Ucapkan salam sebelum masuk ^_^


Kepulanganku dan Kepergianmu, Bunda

Aku melihat bendera berwarna kuning di depan gang kecil menuju rumahku, “innalillahi,” gumamku. Aku pun terus menyusuri gang kecil itu. Akhirnya aku sampai, aku berdiri tepat di depan rumahku, sudah 6 tahun aku meninggalkan rumah kecilku ini, dikarenakan pergi menuntut ilmu di negeri orang. Apa yang telah terjadi? Aku melihat ramai orang di rumahku. Sedang apa mereka? Tak biasanya, apa mereka ingin menyambut kedatanganku? Ah, tidak mungkin. Karena rasa penasaranku, aku mempercepat langkahku, mendekati rumah yang sangat aku rindukan. Aku terkejut melihat orang di rumahku berwajah sedih, apa ini pertanda buruk? Segala pertanyaan muncul dibenakku. Aku memasuki rumahku, orang-orang yang ada di sana memperhatikan diriku dengan rasa kasihan. Aku masuk, aku melihat Ayahku, dia sedang membaca yasin. Mengiringi kepergian seseorang.
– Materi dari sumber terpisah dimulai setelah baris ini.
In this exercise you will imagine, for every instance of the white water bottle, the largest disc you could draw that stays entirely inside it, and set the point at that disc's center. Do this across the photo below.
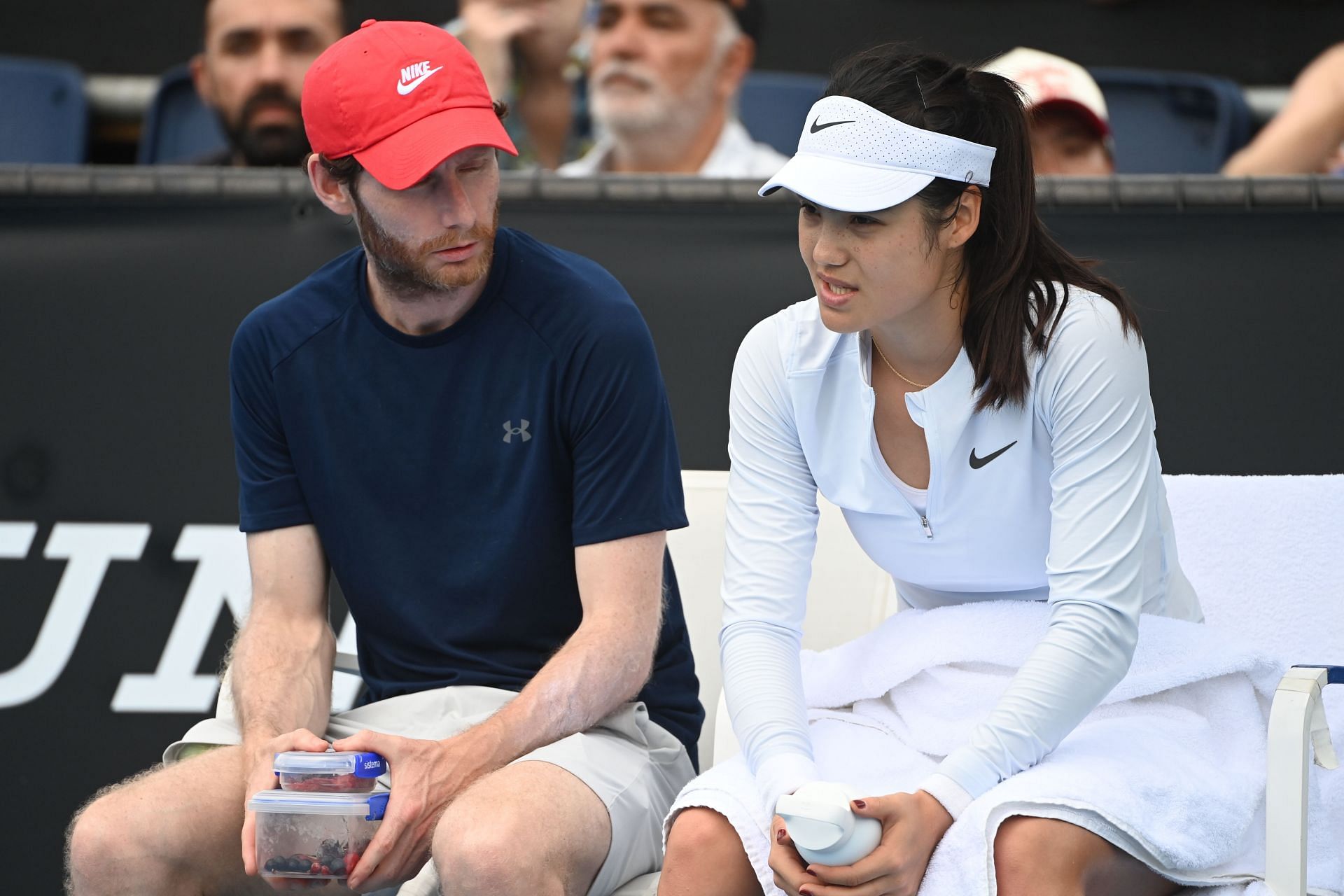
(823, 828)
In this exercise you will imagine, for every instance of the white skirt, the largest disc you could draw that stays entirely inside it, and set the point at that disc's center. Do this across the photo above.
(1170, 767)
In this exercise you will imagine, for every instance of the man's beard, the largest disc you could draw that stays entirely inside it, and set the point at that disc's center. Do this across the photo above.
(270, 144)
(656, 109)
(403, 269)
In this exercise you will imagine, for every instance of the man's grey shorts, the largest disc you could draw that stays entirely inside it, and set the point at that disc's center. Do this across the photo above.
(632, 763)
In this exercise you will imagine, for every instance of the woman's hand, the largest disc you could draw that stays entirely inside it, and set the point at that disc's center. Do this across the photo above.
(911, 827)
(790, 872)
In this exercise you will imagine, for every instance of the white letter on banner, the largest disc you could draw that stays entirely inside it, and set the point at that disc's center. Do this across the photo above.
(346, 685)
(89, 547)
(222, 577)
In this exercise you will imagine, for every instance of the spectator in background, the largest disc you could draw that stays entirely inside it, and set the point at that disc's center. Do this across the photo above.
(663, 85)
(1306, 136)
(252, 73)
(1070, 131)
(533, 58)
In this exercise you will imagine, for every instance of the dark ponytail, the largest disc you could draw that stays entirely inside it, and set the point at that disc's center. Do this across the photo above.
(1011, 262)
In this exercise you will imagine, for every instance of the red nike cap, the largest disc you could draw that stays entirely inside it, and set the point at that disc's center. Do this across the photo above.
(400, 97)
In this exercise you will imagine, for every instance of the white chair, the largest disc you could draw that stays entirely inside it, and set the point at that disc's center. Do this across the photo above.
(1261, 551)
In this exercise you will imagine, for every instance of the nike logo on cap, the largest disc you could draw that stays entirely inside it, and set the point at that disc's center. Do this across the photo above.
(830, 124)
(976, 463)
(414, 76)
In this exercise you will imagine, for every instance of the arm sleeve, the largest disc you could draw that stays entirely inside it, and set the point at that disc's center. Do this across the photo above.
(1093, 394)
(772, 531)
(269, 495)
(626, 469)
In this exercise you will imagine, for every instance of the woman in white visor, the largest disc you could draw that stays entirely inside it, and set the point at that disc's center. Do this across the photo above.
(976, 402)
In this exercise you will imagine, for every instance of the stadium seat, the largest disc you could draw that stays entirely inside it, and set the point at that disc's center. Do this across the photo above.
(179, 128)
(1170, 122)
(43, 109)
(773, 105)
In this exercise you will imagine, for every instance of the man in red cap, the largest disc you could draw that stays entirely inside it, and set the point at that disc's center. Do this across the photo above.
(470, 430)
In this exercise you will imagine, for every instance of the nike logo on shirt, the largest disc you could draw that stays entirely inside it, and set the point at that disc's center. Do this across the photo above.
(406, 86)
(976, 463)
(815, 127)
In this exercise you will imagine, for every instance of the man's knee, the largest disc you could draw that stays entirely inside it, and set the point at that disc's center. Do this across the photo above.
(99, 836)
(477, 853)
(1032, 856)
(701, 837)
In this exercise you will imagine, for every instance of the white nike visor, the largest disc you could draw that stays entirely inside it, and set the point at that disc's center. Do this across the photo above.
(853, 158)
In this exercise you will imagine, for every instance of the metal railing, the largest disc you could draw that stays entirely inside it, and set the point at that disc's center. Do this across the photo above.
(1119, 192)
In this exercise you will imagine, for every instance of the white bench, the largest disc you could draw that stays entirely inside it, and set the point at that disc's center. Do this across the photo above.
(1264, 554)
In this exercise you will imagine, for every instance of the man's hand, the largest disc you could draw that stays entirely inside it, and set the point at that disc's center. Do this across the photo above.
(493, 23)
(911, 827)
(261, 776)
(426, 777)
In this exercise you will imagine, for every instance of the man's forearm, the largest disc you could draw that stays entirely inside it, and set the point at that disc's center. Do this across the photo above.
(603, 665)
(281, 676)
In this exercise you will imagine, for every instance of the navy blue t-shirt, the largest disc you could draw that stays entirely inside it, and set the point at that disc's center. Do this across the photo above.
(452, 476)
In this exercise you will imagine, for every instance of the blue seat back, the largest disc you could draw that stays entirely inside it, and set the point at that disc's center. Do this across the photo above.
(1172, 122)
(179, 128)
(773, 105)
(43, 113)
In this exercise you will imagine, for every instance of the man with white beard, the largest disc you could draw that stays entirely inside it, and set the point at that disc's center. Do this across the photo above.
(662, 88)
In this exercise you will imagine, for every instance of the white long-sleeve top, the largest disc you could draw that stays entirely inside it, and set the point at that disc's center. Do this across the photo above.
(1057, 500)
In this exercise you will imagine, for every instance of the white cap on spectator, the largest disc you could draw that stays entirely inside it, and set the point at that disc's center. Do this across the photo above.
(1053, 81)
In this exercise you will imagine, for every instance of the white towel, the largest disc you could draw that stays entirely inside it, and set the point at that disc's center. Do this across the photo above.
(1171, 766)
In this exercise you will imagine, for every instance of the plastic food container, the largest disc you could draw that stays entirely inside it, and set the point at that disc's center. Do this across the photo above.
(314, 836)
(328, 773)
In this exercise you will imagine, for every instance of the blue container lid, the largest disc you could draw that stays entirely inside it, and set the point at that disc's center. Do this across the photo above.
(371, 806)
(299, 762)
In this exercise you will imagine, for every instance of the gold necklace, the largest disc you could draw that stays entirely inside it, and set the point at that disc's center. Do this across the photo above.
(894, 370)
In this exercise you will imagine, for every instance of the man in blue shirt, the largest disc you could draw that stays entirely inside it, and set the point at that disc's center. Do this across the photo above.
(468, 428)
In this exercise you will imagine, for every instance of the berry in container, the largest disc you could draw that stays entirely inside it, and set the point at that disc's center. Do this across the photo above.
(314, 836)
(328, 773)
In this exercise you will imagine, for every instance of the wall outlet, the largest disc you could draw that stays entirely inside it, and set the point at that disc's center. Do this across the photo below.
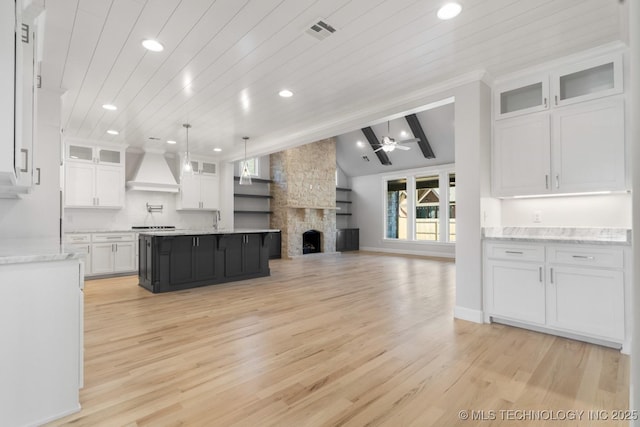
(537, 216)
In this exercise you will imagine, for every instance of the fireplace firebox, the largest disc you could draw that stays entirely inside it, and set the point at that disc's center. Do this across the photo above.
(311, 242)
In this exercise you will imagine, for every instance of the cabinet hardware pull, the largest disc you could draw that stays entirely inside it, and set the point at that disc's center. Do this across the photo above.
(26, 160)
(584, 257)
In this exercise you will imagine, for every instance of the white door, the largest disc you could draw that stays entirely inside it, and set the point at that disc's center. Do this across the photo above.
(190, 191)
(516, 291)
(521, 155)
(588, 147)
(109, 186)
(124, 256)
(587, 300)
(209, 191)
(78, 184)
(102, 258)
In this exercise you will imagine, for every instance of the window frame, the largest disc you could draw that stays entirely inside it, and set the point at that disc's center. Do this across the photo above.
(443, 172)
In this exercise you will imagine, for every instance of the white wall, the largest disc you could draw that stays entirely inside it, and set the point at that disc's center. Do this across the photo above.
(610, 210)
(38, 214)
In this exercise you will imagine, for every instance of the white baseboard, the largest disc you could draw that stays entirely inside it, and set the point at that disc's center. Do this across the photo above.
(469, 314)
(409, 252)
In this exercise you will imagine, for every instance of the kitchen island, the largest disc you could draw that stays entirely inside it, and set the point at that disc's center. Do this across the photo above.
(183, 259)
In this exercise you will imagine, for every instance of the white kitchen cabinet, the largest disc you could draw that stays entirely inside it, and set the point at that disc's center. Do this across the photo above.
(523, 95)
(113, 253)
(589, 79)
(199, 190)
(41, 310)
(516, 290)
(18, 96)
(567, 289)
(568, 84)
(94, 177)
(521, 157)
(573, 149)
(81, 243)
(588, 147)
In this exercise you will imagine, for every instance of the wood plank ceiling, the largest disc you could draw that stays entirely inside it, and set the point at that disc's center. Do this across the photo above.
(226, 60)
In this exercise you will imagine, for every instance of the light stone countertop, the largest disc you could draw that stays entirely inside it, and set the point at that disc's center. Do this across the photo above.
(26, 250)
(202, 231)
(590, 235)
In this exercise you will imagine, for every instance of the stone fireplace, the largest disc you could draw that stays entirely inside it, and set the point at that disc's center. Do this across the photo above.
(304, 195)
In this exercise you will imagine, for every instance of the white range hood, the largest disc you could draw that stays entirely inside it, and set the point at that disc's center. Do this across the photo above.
(154, 175)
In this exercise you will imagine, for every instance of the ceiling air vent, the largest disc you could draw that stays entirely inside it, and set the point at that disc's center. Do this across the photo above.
(320, 29)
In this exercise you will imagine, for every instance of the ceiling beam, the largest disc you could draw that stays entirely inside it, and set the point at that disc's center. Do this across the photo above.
(375, 144)
(418, 132)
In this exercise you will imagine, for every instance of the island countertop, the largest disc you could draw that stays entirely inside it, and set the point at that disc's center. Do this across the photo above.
(203, 231)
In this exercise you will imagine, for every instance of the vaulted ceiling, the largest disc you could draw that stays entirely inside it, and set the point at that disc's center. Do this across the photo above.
(225, 61)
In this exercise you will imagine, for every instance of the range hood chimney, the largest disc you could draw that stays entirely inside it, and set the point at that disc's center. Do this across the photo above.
(154, 174)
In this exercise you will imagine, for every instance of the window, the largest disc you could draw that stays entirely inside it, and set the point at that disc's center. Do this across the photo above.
(421, 207)
(252, 164)
(427, 208)
(397, 209)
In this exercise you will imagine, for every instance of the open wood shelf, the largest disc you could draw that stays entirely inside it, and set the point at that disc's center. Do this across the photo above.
(253, 212)
(260, 180)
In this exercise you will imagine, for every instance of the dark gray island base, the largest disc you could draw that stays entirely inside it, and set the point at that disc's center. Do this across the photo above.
(170, 261)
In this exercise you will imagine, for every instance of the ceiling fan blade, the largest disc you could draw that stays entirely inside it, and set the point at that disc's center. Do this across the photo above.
(409, 140)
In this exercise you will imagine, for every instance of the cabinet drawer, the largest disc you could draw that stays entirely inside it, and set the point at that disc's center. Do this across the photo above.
(77, 238)
(112, 237)
(515, 252)
(587, 256)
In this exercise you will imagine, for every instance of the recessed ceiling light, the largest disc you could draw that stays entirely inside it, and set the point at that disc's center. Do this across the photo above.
(449, 10)
(153, 45)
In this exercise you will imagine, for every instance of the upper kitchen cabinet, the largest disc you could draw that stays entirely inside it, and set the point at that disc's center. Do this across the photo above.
(521, 96)
(590, 79)
(573, 143)
(18, 103)
(94, 177)
(577, 82)
(199, 188)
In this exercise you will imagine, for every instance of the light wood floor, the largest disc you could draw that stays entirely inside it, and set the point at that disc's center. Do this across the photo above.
(354, 339)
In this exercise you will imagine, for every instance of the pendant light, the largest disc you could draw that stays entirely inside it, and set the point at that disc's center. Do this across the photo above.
(245, 176)
(186, 164)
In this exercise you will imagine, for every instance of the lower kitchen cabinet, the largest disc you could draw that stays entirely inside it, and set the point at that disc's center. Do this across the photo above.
(174, 262)
(580, 291)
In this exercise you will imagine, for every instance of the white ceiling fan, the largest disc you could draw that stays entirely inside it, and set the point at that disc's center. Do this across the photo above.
(388, 144)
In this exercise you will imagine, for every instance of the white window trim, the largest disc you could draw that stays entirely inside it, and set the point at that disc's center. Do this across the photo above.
(443, 172)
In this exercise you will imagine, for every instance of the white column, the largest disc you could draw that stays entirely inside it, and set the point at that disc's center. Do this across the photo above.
(472, 143)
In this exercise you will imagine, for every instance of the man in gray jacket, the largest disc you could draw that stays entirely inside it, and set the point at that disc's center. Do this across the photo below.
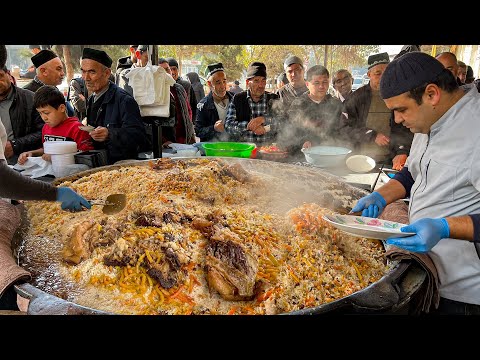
(21, 120)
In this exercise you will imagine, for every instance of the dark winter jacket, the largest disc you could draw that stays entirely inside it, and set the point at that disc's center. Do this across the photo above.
(309, 121)
(352, 128)
(119, 112)
(196, 85)
(26, 121)
(207, 116)
(190, 95)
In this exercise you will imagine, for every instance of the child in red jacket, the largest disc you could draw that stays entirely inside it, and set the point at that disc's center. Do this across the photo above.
(50, 103)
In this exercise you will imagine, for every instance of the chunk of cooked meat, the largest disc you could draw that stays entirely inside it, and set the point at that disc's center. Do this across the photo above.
(231, 270)
(237, 172)
(122, 254)
(166, 272)
(77, 247)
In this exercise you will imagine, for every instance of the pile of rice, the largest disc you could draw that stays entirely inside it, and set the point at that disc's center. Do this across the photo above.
(303, 261)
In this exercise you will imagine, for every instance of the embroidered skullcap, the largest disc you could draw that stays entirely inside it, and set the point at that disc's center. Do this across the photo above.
(408, 72)
(213, 68)
(377, 59)
(292, 60)
(97, 55)
(256, 68)
(172, 62)
(42, 57)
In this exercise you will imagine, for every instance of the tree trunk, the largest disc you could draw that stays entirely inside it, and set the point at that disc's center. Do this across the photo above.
(68, 62)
Tapi siapa? Kulihat sekeliling Ayah, hanya ada Adik perempuanku, Dilla dan para tetangga yang sepertinya datang melayat. Aku semakin bingung dan diselimuti rasa takut. Takut kehilangan.
            “Yah, Dodi pulang,” sapaku lirih, aku melihat seorang wanita paruh baya terbujur kaku, tak bernyawa lagi. Seakan tersenyum padaku.
            “Dodi, sini Nak, kita sama-sama berdoa untuk Bunda.” Ajak Ayah sembari bergeser, mempersilahkan aku duduk di dekatnya, di samping tubuh wanita yang sangat aku rindukan selama 6 tahun ini, Bunda. Aku mencoba tegar, walaupun kenyataan ini begitu pahit. Kenapa disaat aku, baru saja menyelesaikan sekolahku dan belum memberikan apa pun untuk Bunda, Engkau mengambilnya, Gusti Allah? Tak dapat dibendung lagi tangisku. Perlahan tapi pasti, aku menangis. Adikku, menghampiriku dan bertanya.
            “Bang, Bunda ngapain, sih?” tanyanya polos, maklum umurnya baru 5 tahun. Aku dan Dilla memang sangat terpaut jauh umurnya. Aku tersenyum mendengarnya, mencoba menjawab dengan tegar.
            “Bunda, dipanggil sama Gusti Allah. Dede, doain Bunda saja, yah.” Jawabku memberi pengertian padanya. Ayah hanya tersenyum, lalu melanjutkan membaca lantunan ayat suci untuk Bunda.
            “Jadi, Bunda gak tinggal sama kita lagi, Bang?” tanyanya dengan wajah yang terlihat sedih.
            “Iya, tapi Dede tenang saja, nanti kita ketemu sama Bunda di surga.” Kembali, aku mencoba memberi pengertian untuknya. Dengan sebuah senyuman agar meyakinkan dia, bahwa semua baik-baik saja. Tiba-tiba saja Dilla memeluk tubuhku yang lebih besar dari tubuhnya.
“Dede, sayang Abang.” Ucapnya tulus, masih memelukku erat, bahkan erat sekali. Seakan tak ingin kehilangan diriku juga.
“Abang, jangan di panggil Gusti Allah juga, yah.” Lanjutnya. Aku semakin memeluknya erat. Mencoba menguatkan bidadari kecilku. Sekarang hanya ada aku dan Ayah, tidak ada lagi Bunda yang menemani Dilla tidur, tak akan ada lagi. Semua sudah hilang, dan hanya akan menjadi sebuah kenangan.
(399 kata tanpa judul)

***
FF yang gak lolos hehe, minta koreksiannya boleh? add me at facebook 'NurjannahJaimbum' follow me at tweet @JannahSiJaim :) kunjungi blog ane terus yah gan :D

2 komentar:

Jin Kinjeng mengatakan...

kalau boleh jujur, ni cerita bagus banget, Jinkinjeng sampai terharu, gak kuat sih sebenarnya kalo buat baca2 cerita yang haru, tp karena rasa penasaran jadi saya baca sampe selesai., bagus emang.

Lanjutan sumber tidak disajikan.